Какой-то адмирал впереди, за одним столом с двумя дамами, спиной сидевший к Коняеву, при последних словах его повернулся и долго уничтожающе смотрел на него в упор. Это был лупоглазый, толстолицый, налитой кровью, седоватый, с такими невнятными усами, что казался почти бритым, адмирал с двумя орлами на погонах. Он долго смотрел на Коняева, и тот выдержал его взгляд и, дождавшись, когда тот отвернулся, спросил, мигнув на контр-адмирала:

- Немец, должно быть?.. О-би-жен?

- Гм... По фамилии он - Свиньин.

- Неу-жели?.. Что же он так? Родственник, может, какой?

- Нет... Никакой... Он к нам и переведен-то недавно...

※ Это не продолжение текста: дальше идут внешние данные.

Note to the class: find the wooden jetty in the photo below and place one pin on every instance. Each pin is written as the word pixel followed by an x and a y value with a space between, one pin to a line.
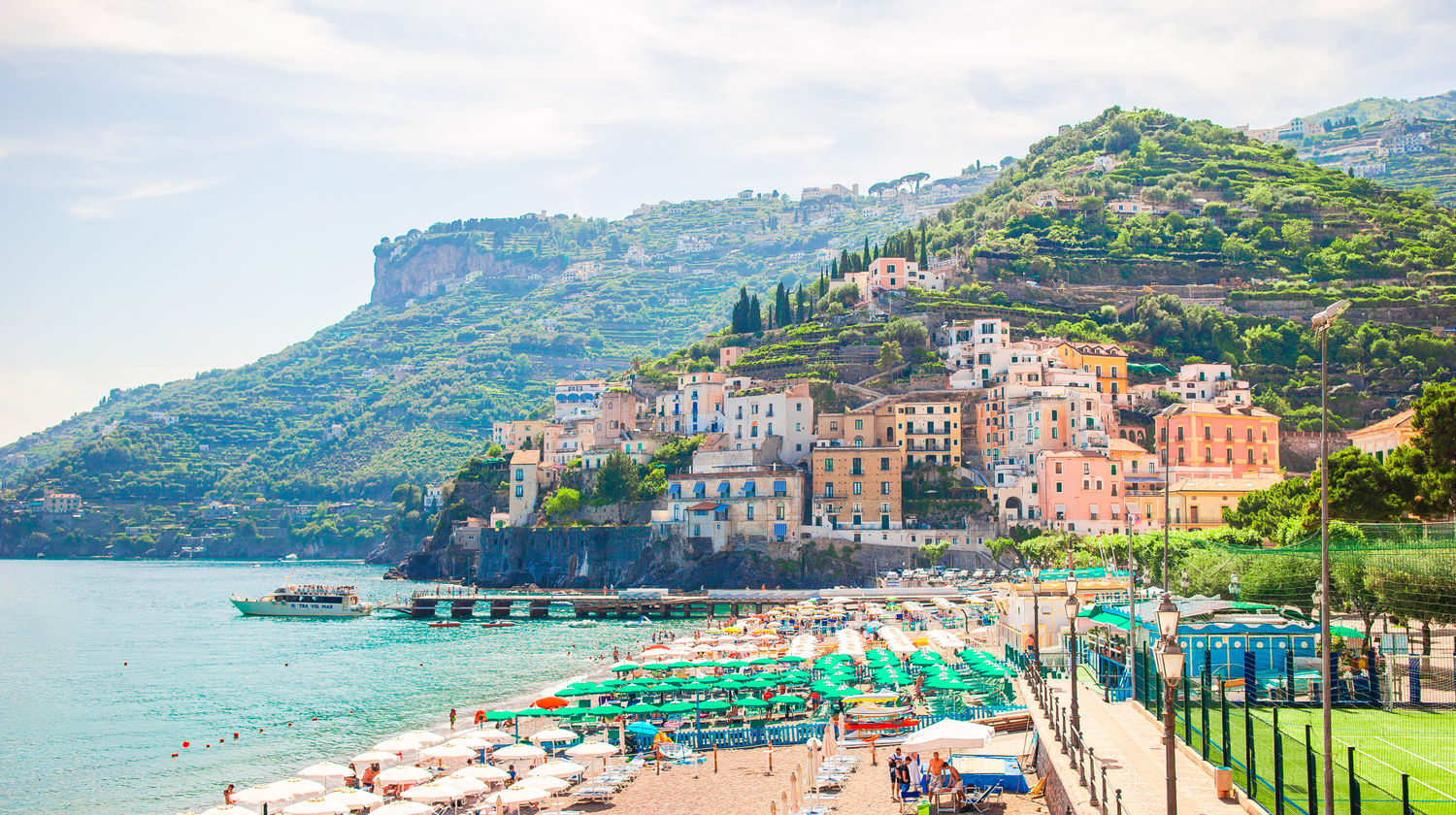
pixel 626 604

Но молодой капитан явно спешил есть, наконец бросил половину жаркого и извинился тем, что и так запоздал, что ему очень некогда.

- Капитан Коняев, - назвался ему "Смесь", прощаясь.

- Капитан Вильдау, - отчетливо и с ударением назвал себя тот, заставив Коняева недоуменно и с тоской поглядеть на его светловолосый, высокий, удаляющийся мерно немецкий затылок.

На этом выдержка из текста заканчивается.